If you don’t already have a budget, making one is crucial to taking control of your finances. By developing a budget you live on, you can ensure you’re prioritizing your goals and spending money on things that add the most value to your life.

Your budget will serve as the foundation for the rest of your financial plan, as you can ensure you’re devoting enough funds to doing important things like repaying debt and preparing for a secure future.

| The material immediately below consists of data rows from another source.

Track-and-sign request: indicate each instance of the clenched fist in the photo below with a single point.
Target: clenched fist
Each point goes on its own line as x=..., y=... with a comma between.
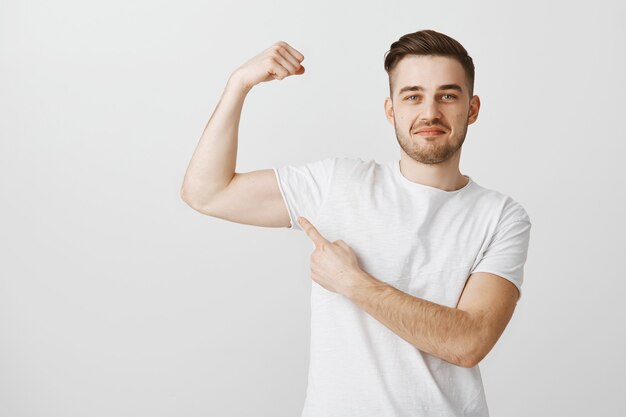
x=275, y=63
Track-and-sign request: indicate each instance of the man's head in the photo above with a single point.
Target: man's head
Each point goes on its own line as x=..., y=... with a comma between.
x=431, y=84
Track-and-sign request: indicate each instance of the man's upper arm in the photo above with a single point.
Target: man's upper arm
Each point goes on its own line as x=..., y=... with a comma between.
x=250, y=198
x=490, y=300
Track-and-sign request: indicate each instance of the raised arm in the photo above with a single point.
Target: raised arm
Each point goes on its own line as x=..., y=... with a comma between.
x=211, y=185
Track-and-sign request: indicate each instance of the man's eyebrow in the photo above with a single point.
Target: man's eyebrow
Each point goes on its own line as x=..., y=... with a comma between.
x=420, y=88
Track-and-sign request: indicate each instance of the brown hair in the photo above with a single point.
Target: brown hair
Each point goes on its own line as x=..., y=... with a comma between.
x=429, y=42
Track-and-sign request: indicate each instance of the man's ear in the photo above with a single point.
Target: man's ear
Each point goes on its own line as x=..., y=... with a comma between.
x=389, y=110
x=474, y=109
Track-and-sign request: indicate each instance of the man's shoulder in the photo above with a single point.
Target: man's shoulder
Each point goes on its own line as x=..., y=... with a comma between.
x=509, y=209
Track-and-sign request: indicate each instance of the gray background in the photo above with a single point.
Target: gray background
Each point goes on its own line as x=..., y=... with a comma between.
x=117, y=299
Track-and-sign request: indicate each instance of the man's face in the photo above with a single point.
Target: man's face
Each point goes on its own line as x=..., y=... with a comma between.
x=430, y=92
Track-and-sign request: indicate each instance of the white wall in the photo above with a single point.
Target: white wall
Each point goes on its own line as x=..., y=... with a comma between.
x=117, y=299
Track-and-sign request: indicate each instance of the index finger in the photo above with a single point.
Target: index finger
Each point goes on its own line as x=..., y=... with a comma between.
x=311, y=231
x=293, y=52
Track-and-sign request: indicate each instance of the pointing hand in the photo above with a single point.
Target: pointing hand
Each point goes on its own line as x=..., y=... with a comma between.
x=334, y=265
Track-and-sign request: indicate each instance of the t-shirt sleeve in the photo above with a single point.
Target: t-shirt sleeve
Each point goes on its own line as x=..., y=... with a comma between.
x=304, y=188
x=507, y=252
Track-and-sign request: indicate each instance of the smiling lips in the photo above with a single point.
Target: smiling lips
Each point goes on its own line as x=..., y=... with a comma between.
x=430, y=132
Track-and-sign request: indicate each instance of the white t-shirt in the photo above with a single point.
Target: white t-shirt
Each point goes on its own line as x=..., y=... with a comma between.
x=422, y=240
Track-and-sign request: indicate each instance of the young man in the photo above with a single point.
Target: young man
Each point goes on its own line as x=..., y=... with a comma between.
x=416, y=269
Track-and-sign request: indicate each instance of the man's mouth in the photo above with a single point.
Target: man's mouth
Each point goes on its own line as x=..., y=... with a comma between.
x=430, y=132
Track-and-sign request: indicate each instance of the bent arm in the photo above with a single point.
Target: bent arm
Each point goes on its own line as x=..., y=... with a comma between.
x=214, y=160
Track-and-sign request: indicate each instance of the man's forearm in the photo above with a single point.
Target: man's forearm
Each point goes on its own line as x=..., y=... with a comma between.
x=214, y=161
x=445, y=332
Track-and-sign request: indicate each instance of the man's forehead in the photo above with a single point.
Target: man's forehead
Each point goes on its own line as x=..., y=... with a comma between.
x=428, y=73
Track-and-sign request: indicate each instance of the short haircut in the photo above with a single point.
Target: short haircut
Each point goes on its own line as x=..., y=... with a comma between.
x=429, y=42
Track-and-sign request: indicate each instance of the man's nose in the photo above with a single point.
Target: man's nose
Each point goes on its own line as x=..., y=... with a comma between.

  • Create a debt payoff plan

If you’re in debt, chances are good you’ll want to repay much of what you owe. Paying off certain low-interest debts with long payoff times, such as mortgage loans, often isn’t the best idea. But if you have high-interest debt such as credit cards or payday loans, you’ll want to pay that off ASAP.

To decide what debts to focus on paying off, consider what your return on investment will be. If your interest rate is 3% (like on a mortgage), then your ROI is limited to the saved interest. Since you can earn more than 3% with other investments, the debt shouldn’t be included in your early payoff plan.

For the debts, you do want to pay off, focus on repaying those with higher interest rates first. Pay the minimum on all your outstanding obligations, then send as much extra as you can toward your costliest debts until they’re paid off in full.

  • Maximize the value of your savings

Finally, you’ll want to make sure you’re saving appropriately for the future. This means you should have specific savings goals, including investing for retirement as well as for big purchases such as a house, home maintenance costs, or vacations. You should know how much to invest each month to accomplish each goal on your desired schedule, and should ideally automate contributions to your investment accounts so you can hit your targets on time.

You’ll also want to make sure you have the right accounts for each type of savings, including a high-yield savings account for your emergency fund which needs to be accessible, as well as tax-advantaged retirement accounts.

By taking these four steps, you can take full control of your finances, make sure your money is used wisely, and get on the path toward a more secure future.